Knowledge of Student Teachers on Sustainable Land Use Issues–Knowledge Types Relevant for Teacher Education
Citable Link (URL):http://resolver.sub.uni-goettingen.de/purl?gs-1/17616
For restructuring educational processes and institutions toward Sustainable Development, teachers’ knowledge and competences are crucial. Due to the high relevance of teachers’ content knowledge, this study aimed to (i) assess Sustainable Development-relevant knowledge by differentiating between situational, conceptual and procedural knowledge, (ii) find out via item response theory modelling how these theoretically distinguished knowledge types can be empirically supported, and (iii) link the knowledge dimension(s) to related constructs. We developed a paper-and-pencil test to assess these three knowledge types (N = 314). A two-dimensional structure that combines situational and conceptual knowledge and that distinguishes situational/conceptual knowledge from procedural knowledge, fits the data best (EAP/PV situational/conceptual: 0.63; EAP/PV procedural: 0.67).

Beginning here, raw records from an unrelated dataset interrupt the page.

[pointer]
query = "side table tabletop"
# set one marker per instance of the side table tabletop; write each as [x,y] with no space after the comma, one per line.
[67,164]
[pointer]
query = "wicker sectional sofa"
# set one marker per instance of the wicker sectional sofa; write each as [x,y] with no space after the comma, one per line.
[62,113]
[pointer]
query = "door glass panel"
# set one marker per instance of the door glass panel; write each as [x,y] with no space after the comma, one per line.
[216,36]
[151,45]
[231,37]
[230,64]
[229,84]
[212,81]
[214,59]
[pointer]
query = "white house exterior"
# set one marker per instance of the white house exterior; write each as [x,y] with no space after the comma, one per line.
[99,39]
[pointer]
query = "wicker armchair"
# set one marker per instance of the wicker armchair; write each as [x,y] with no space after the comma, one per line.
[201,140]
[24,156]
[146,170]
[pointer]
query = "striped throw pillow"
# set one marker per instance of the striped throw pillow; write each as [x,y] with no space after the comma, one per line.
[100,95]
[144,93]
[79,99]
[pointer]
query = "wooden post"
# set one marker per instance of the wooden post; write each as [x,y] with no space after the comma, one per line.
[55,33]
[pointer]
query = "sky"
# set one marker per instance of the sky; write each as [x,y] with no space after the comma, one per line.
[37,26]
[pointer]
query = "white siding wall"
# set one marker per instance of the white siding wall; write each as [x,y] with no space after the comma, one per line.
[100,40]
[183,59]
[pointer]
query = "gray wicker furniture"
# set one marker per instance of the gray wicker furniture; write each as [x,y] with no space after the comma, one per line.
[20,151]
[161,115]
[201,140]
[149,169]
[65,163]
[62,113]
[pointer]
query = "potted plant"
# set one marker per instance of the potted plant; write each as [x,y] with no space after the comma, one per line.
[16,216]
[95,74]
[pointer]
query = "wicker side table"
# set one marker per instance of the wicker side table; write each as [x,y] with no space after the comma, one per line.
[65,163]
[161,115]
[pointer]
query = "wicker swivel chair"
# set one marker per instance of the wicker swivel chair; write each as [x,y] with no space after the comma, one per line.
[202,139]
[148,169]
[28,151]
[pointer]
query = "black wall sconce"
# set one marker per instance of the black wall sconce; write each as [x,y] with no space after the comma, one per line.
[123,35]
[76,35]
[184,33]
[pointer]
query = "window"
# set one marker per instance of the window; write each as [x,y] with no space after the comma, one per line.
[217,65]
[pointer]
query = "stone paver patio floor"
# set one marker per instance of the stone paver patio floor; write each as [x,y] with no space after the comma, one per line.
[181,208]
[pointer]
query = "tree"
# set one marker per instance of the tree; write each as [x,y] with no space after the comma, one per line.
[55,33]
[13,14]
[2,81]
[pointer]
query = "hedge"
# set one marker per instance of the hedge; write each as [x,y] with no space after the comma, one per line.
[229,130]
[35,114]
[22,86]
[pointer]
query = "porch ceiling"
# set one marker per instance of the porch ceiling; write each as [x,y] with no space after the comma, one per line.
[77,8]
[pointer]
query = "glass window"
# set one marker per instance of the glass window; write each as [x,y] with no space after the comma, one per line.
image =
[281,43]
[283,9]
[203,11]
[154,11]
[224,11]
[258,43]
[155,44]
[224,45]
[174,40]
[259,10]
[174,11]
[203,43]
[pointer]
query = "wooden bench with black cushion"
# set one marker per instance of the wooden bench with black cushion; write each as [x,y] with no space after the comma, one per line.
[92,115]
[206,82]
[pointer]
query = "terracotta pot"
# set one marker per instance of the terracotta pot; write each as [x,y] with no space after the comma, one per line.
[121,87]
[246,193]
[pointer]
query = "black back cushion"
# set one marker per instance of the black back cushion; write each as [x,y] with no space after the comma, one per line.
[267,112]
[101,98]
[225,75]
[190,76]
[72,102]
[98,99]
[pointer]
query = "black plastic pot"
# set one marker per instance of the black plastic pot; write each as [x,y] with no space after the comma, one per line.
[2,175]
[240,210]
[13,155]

Student teachers at master level outperformed bachelor level students in situational/conceptual knowledge but master level students did not differ from students at bachelor level regarding procedural knowledge. We observed only slight correlations between the two knowledge dimensions and the content-related motivational orientations of professional action competence. Student teachers’ deficits in procedural knowledge can be attributed to the small number of Education for Sustainable Development-relevant courses attended. Systematically fostering procedural knowledge in teacher education could promote achieving cognitive learning objectives associated with Sustainable Development Goals in the long term.